Vertrauen - Impuls von P. Claudius Bals OSB

WegkreuzVertrauen

Wenn  wir uns dem Thema Vertrauen zuwenden, so erleben wir gerade in unseren Tagen der Pandemie eine tiefe Erschütterung dieser Grunderfahrung des menschlichen Daseins. Es geht nicht nur um Misstrauen gegenüber Menschen, denen man nicht trauen kann, nicht um Situationen, die man misstrauisch verfolgen muss. Nein, es geht um die Erschütterung des Vertrauens gegenüber Menschen, zu denen wir in gewohnter Situation durchaus Vertrauen haben, ja auch zu uns selbst. Wir können den Menschen, auch den liebsten, nicht mehr trauen, dass sie uns anstecken könnten. Wir stellen uns die Frage, werden wir die Krise überstehen, mein Ehepartner, meine Kinder, ja auch ich selbst. Werden es die Politiker schaffen, die rechten Entscheidungen zu treffen? Wird das wirtschaftliche System die Belastung aushalten?
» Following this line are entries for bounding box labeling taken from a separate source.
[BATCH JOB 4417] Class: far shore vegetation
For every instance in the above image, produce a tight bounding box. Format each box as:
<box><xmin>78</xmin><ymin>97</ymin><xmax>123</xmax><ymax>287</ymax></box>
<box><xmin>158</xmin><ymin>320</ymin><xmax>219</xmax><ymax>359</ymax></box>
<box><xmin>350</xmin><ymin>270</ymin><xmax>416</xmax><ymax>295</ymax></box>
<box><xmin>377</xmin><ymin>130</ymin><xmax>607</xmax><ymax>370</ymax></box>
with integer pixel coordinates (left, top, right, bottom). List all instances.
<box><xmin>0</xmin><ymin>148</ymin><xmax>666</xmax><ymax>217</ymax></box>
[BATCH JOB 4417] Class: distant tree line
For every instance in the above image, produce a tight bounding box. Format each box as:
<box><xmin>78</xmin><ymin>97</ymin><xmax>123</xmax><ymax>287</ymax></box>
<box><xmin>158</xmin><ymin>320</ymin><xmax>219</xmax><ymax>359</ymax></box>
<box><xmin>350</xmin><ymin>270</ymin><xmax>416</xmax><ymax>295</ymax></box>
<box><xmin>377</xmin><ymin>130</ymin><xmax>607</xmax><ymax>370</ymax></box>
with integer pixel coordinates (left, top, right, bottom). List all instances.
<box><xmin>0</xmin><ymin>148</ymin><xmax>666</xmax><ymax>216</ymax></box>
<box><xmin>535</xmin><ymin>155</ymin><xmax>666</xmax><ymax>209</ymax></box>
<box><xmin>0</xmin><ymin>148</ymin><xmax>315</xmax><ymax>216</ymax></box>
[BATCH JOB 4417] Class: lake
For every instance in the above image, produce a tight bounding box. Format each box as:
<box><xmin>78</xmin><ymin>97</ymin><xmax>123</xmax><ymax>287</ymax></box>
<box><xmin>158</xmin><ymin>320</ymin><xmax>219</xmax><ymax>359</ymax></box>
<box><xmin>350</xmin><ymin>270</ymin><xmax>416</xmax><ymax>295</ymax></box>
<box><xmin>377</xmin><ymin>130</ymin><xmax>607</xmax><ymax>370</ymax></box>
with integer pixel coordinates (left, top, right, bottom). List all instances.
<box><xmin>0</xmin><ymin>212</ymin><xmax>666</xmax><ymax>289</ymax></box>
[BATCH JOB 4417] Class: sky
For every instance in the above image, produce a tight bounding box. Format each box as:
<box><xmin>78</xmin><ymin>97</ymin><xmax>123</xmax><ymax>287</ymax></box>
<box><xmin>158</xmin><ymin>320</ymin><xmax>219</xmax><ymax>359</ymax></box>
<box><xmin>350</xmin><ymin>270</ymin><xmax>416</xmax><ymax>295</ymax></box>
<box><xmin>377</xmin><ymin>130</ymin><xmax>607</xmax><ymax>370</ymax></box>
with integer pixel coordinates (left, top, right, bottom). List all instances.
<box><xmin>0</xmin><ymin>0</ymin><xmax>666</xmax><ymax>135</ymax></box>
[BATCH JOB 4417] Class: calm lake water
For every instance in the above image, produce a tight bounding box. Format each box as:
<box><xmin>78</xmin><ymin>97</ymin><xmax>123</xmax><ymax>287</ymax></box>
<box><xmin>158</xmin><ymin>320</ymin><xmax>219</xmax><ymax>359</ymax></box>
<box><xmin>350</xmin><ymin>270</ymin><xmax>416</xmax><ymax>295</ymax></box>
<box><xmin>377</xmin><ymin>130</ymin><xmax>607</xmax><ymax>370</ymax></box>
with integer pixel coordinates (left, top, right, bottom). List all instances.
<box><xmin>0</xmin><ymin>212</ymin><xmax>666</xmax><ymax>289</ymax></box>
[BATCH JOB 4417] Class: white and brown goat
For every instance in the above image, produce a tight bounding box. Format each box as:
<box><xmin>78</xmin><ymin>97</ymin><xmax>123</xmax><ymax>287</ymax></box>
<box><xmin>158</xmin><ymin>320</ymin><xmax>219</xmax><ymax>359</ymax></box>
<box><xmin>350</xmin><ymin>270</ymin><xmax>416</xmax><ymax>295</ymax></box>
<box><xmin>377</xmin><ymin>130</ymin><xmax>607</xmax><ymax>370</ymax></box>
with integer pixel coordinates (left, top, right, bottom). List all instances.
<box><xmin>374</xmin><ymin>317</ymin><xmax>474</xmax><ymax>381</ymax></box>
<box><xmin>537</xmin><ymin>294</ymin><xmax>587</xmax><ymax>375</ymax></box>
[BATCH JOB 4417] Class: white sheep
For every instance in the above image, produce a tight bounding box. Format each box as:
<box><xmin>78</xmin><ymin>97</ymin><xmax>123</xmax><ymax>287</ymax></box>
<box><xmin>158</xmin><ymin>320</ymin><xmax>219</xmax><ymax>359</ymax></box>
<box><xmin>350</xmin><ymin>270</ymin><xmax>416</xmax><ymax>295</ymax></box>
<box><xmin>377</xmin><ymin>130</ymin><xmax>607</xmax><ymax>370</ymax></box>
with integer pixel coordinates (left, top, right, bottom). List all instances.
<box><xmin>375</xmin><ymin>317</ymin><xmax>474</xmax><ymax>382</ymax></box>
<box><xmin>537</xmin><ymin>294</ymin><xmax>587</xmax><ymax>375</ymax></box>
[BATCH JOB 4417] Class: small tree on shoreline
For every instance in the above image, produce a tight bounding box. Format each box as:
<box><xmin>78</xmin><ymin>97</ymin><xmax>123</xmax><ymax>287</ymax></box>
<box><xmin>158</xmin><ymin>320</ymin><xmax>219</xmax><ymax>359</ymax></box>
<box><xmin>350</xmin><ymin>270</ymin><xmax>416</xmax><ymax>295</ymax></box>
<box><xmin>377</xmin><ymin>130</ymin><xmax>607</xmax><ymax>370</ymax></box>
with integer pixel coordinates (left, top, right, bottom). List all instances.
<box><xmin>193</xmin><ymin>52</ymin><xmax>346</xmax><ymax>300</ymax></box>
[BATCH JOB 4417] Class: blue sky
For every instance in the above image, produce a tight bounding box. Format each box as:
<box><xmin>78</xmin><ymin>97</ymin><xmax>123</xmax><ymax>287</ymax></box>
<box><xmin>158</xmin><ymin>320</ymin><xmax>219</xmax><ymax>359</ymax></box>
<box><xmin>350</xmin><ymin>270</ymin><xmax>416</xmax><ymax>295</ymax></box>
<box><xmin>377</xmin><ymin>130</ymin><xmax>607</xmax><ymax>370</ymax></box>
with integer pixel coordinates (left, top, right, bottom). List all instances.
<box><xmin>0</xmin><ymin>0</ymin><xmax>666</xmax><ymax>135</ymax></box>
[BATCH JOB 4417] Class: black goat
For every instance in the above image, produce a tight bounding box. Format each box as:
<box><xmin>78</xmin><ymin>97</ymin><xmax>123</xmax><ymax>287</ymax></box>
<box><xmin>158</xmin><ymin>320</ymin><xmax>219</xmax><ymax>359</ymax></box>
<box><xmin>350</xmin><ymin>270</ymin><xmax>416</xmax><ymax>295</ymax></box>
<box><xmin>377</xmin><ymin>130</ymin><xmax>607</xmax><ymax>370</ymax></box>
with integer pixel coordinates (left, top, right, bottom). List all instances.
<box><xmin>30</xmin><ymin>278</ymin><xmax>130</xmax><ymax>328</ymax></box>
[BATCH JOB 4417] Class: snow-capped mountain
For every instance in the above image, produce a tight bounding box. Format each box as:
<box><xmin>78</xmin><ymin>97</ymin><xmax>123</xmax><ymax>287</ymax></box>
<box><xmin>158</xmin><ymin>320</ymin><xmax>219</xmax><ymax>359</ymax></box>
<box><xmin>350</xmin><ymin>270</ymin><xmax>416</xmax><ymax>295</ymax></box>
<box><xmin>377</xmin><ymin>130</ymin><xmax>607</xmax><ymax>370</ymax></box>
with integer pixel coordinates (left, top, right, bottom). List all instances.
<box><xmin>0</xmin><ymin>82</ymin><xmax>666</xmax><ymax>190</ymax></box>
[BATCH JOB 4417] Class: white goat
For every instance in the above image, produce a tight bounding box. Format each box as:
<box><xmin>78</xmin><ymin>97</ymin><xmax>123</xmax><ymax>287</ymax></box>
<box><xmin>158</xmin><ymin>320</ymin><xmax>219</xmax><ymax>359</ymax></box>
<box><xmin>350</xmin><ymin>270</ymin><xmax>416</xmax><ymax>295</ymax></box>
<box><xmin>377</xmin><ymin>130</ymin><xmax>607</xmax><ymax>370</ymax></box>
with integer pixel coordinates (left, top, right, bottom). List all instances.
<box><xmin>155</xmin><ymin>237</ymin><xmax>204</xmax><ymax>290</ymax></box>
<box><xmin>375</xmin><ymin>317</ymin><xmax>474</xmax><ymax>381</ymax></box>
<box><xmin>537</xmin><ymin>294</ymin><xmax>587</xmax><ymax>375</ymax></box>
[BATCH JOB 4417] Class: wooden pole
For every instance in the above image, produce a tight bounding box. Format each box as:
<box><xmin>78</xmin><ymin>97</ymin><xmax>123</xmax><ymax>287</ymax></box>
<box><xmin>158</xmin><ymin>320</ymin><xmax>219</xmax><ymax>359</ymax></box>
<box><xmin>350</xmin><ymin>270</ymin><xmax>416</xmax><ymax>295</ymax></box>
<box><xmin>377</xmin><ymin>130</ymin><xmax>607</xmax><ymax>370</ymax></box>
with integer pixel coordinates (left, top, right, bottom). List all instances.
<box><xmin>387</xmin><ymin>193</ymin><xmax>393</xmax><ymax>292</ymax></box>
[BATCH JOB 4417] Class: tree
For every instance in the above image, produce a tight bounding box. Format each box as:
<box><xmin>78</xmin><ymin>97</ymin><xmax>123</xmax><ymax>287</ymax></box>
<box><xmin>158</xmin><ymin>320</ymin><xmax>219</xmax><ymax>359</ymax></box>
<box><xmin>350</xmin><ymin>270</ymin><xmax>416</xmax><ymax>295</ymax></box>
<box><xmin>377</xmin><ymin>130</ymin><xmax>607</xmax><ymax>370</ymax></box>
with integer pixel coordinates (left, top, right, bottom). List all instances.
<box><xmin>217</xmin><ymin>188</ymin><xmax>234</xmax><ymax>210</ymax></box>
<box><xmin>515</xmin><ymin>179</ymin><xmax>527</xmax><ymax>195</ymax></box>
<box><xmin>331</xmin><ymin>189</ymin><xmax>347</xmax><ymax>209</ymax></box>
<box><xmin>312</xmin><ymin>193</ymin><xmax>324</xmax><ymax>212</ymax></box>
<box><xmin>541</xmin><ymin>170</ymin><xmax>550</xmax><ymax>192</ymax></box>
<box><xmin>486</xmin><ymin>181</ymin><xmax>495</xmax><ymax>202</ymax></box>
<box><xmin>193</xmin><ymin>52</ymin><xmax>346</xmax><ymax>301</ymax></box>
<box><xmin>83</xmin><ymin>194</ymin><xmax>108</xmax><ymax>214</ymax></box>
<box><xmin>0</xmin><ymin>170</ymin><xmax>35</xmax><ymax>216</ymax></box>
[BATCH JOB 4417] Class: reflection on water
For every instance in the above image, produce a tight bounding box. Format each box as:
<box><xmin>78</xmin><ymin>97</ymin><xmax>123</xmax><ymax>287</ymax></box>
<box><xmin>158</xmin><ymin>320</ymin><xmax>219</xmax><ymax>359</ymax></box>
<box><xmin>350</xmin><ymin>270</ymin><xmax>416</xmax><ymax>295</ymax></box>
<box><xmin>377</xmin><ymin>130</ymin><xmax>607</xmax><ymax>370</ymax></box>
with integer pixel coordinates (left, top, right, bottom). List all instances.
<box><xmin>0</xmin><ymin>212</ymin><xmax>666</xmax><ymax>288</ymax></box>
Und da kommt schließlich ganz massiv die Gottesfrage: Wie kann Gott so etwas zulassen?  Wie im zweiten Weltkrieg taucht wiederum die Frage auf, wo warst du Gott in Stalingrad? Wo bist du heute Gott bei verzweifelten Familien, wo in den Slums in Afrika und Asien, in  denen Kinder und Erwachsene vor Hunger und Krankheit zugrunde gehen? Die Situation ist drastisch genug, wir müssen sie nicht noch anschaulicher schildern. Viele Theologen suchen nach Antworten, andere verstummen sogar angesichts des Leides, wieder andere verweisen auf das göttliche Geheimnis.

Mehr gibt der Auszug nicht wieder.